NVIDIA Releases Quantized Qwen3 35B MoE in FP4 Format for Local Inference

Editorial illustration for: NVIDIA Releases Quantized Qwen3 35B MoE in FP4 Format for Local Inference

NVIDIA published a quantized build of Qwen3-35B-A3B on Hugging Face under the nvidia/Qwen3.6-35B-A3B-NVFP4 repository, targeting developers who run large language models locally on NVIDIA hardware.

The base model uses a Mixture of Experts (MoE) architecture - meaning it has roughly 35 billion total parameters but activates only about 3 billion of them per generation step. That design makes it faster to run and less memory-hungry than a standard 35 billion parameter model where every weight is active on every token.

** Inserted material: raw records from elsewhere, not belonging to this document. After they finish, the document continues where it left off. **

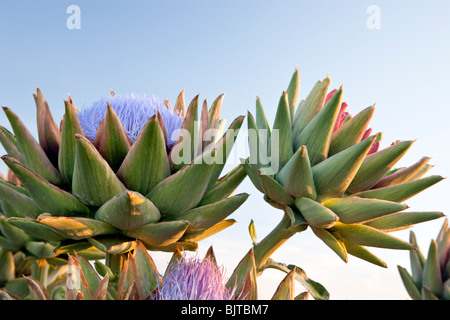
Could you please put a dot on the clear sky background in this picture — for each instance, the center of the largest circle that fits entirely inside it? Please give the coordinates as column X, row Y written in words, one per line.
column 243, row 49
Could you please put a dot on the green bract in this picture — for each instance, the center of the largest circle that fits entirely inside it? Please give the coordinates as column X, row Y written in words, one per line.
column 430, row 276
column 107, row 193
column 322, row 167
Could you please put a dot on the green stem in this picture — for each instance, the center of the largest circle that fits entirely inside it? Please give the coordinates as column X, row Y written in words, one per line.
column 39, row 271
column 282, row 232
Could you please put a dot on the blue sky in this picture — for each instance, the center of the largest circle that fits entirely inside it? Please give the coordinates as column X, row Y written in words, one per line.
column 243, row 49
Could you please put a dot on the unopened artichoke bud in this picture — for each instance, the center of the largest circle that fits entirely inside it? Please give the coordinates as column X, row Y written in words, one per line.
column 332, row 173
column 430, row 276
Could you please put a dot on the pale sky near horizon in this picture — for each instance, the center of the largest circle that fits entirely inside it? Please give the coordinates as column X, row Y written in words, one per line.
column 243, row 49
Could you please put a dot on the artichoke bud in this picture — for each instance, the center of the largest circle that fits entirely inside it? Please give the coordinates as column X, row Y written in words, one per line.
column 128, row 210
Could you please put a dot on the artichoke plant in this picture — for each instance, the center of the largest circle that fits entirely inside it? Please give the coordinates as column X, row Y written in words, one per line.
column 324, row 168
column 125, row 168
column 22, row 254
column 430, row 278
column 185, row 278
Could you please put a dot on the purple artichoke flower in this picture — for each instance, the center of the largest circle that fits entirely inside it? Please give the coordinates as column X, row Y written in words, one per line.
column 193, row 279
column 133, row 113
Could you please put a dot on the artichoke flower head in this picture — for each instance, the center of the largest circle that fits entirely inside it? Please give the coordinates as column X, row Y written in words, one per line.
column 110, row 174
column 324, row 168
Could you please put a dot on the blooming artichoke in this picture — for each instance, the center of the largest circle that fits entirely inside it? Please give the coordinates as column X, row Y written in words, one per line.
column 323, row 167
column 430, row 279
column 126, row 168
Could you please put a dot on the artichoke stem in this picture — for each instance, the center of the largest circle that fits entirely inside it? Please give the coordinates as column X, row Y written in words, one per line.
column 115, row 262
column 39, row 271
column 279, row 235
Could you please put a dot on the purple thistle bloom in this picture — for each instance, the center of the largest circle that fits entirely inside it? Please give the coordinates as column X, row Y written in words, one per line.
column 133, row 113
column 192, row 279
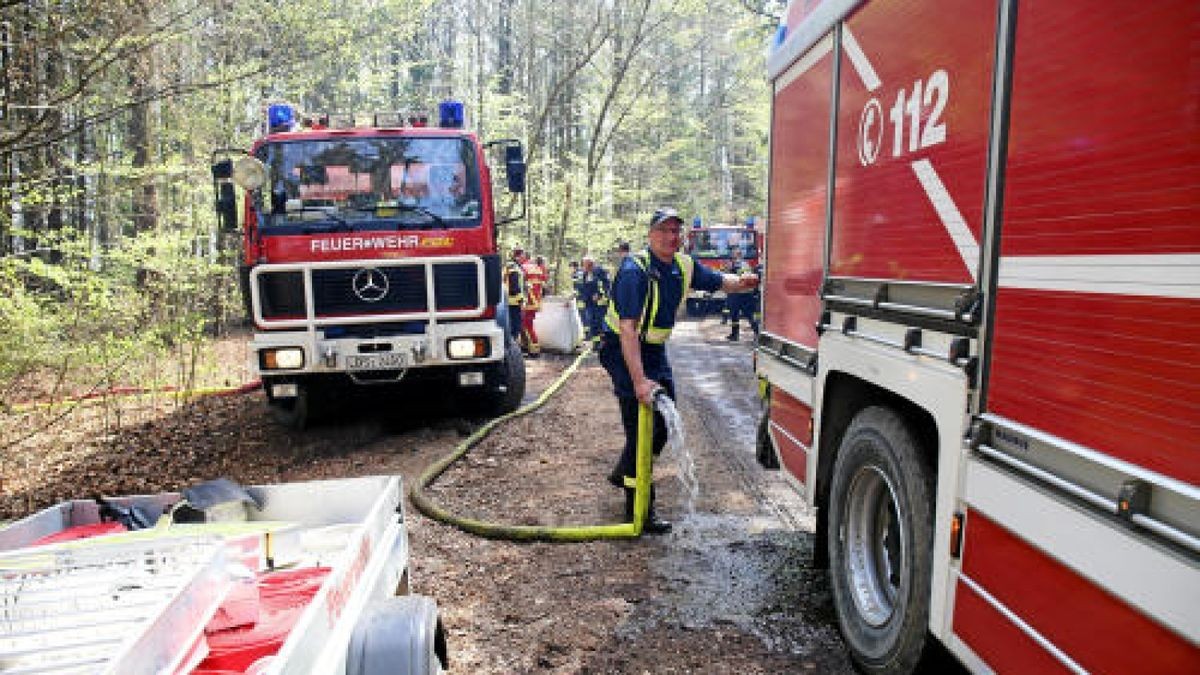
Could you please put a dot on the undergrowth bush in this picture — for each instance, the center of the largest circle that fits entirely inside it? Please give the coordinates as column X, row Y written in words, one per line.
column 76, row 322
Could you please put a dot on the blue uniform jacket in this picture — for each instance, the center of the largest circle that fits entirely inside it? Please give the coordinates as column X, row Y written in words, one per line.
column 629, row 291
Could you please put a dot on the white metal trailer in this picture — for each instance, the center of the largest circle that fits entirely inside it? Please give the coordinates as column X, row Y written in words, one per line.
column 139, row 602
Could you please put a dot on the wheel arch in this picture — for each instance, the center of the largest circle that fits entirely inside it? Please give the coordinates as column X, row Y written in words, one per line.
column 844, row 396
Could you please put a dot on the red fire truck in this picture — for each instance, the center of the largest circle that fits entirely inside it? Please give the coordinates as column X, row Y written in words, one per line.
column 982, row 312
column 371, row 257
column 713, row 245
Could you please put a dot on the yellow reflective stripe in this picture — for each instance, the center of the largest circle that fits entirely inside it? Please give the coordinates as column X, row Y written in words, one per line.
column 688, row 267
column 658, row 335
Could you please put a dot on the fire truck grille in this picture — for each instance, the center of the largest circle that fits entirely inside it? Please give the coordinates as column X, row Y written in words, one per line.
column 456, row 286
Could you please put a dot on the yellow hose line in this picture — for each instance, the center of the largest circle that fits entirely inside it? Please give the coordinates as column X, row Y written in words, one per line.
column 543, row 532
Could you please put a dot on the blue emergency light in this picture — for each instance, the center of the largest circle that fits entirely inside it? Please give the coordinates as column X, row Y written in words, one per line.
column 450, row 114
column 281, row 117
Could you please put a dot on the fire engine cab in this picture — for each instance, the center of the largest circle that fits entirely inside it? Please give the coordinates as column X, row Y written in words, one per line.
column 982, row 306
column 370, row 256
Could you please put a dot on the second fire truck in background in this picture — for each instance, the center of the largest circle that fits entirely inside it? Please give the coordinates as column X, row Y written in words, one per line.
column 371, row 258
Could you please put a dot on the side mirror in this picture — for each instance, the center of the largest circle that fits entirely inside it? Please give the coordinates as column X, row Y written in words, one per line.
column 515, row 167
column 226, row 199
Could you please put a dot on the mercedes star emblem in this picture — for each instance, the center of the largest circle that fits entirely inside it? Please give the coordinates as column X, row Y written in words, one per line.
column 370, row 285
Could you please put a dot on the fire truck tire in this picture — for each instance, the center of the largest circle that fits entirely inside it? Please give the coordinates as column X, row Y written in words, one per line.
column 510, row 382
column 880, row 542
column 400, row 635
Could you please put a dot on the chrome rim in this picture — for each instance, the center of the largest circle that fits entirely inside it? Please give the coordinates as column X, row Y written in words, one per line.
column 875, row 545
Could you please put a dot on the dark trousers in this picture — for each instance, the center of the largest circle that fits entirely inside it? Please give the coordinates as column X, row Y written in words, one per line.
column 593, row 318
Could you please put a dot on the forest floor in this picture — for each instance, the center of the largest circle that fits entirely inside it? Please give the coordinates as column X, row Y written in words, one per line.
column 731, row 589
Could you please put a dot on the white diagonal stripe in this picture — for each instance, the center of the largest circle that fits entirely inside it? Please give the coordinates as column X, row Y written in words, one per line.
column 859, row 60
column 1164, row 275
column 949, row 215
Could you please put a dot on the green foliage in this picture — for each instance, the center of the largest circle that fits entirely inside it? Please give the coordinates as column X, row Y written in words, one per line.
column 100, row 320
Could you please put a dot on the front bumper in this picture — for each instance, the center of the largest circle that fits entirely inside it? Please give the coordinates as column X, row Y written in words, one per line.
column 360, row 356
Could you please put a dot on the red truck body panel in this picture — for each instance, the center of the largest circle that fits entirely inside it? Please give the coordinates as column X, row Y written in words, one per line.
column 889, row 211
column 1077, row 172
column 1078, row 616
column 1103, row 160
column 799, row 179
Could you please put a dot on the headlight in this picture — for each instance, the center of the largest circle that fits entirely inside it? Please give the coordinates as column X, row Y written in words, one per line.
column 285, row 358
column 467, row 347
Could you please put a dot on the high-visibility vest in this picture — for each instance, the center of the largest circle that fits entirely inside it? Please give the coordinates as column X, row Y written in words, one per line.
column 516, row 296
column 535, row 281
column 647, row 330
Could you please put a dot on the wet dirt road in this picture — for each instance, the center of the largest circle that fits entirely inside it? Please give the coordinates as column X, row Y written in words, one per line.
column 730, row 590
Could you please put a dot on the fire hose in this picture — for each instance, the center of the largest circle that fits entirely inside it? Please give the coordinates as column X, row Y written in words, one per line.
column 543, row 532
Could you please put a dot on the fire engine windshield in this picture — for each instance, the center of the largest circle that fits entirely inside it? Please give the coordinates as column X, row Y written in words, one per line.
column 720, row 243
column 370, row 183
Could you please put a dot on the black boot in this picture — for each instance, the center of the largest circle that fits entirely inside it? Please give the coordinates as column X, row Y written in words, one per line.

NVFP4 is NVIDIA's 4-bit floating point quantization format, which compresses the model's weights to roughly one-quarter the memory footprint of a standard 16-bit (FP16) version. The format is optimized for NVIDIA's Hopper-generation hardware - H100 and H200 data center GPUs - and Ada Lovelace consumer cards like the RTX 4090. Older RTX 30-series GPUs lack the tensor core support the format requires.

For developers with compatible hardware, this makes running a 35B-class model on a single consumer GPU a practical option rather than a data center project. Qwen3's MoE models have benchmarked competitively against dense models two to three times their active parameter count in reasoning and coding tasks, so the architecture's efficiency doesn't mean weak performance.

NVIDIA has been building out a library of optimized model releases on Hugging Face for several months, typically taking popular open-source models and releasing NVFP4 builds to reduce the setup friction for local deployment on their hardware ecosystem.